Antonio "Toni" Jiménez Sistachs (; born 12 October 1970) is a Spanish former professional footballer who played as a goalkeeper, currently a goalkeeping coach.

He appeared in 236 La Liga matches over nine seasons, seven of those spent with Espanyol. He also represented in the competition Rayo Vallecano and Atlético Madrid.

Jiménez helped Spain win the gold medal at the 1992 Summer Olympics. He played three times with the full side later that decade.

Club career
Born in La Garriga, Barcelona, Catalonia, Jiménez had a stint with local giants FC Barcelona's third team to kickstart his senior career. He made his professional debut with neighbours UE Figueres on loan, being backup then first choice for two Segunda División seasons.

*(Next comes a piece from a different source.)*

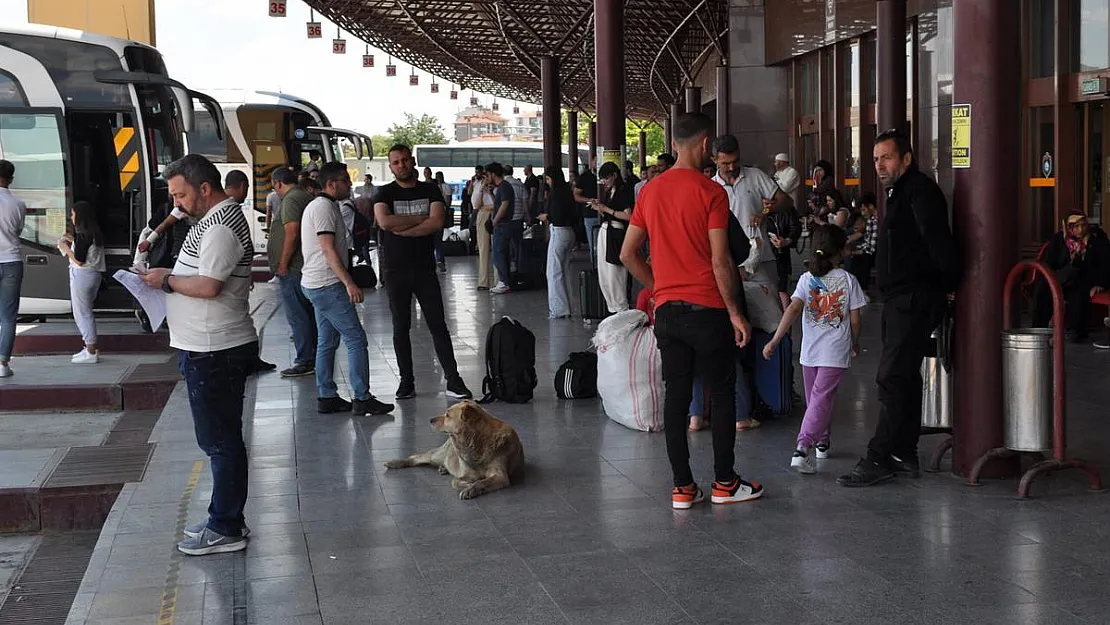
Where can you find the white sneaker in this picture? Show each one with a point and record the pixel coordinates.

In 1992, Jiménez moved to Rayo Vallecano after terminating his previous contract with Real Zaragoza. Initially a backup to Wilfred Agbonavbare, he benefitted from an injury to the Nigerian in the second round to make his La Liga debut against CD Logroñés, although he finished the campaign on the bench again.

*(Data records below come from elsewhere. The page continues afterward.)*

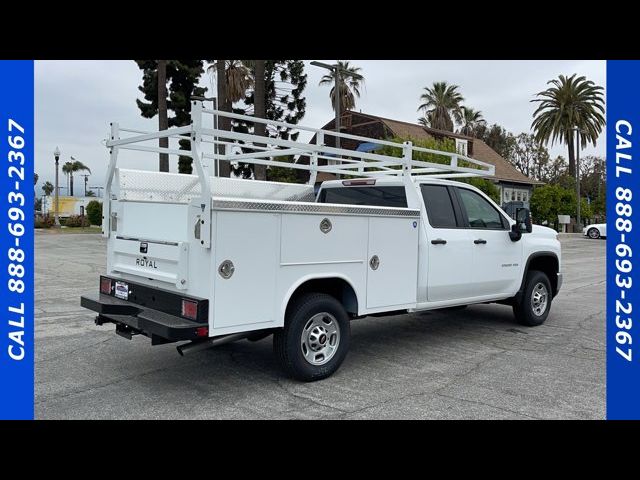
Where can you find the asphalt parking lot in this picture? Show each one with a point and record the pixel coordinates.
(476, 363)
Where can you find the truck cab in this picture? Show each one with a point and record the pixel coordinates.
(468, 252)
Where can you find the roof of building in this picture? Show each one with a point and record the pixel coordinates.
(505, 171)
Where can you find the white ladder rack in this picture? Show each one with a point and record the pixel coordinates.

The following year, Jiménez accompanied coach José Antonio Camacho to RCD Espanyol, then in the second tier. He was an undisputed starter during his six-year spell, winning the Ricardo Zamora Trophy in his first season, qualifying for the UEFA Cup immediately afterwards and making nearly 300 competitive appearances.

Jiménez signed for Atlético Madrid in summer 1999, being highly unsuccessful there. Barred by José Francisco Molina in his first year, the team from the capital were also relegated. Furthermore, in the final of the Copa del Rey against former side Espanyol, he was stripped off the ball by former teammate Raúl Tamudo's head for the final 2–1.

Jiménez regained first-choice status at Elche CF, but returned to the top flight and Espanyol in January 2003 when new boss Javier Clemente requested his signing. At the end of the following campaign, he retired from the game at almost 34; he stayed connected with the latter in directorial capacities, leaving in March 2006 when director of football Cristóbal Parralo also resigned.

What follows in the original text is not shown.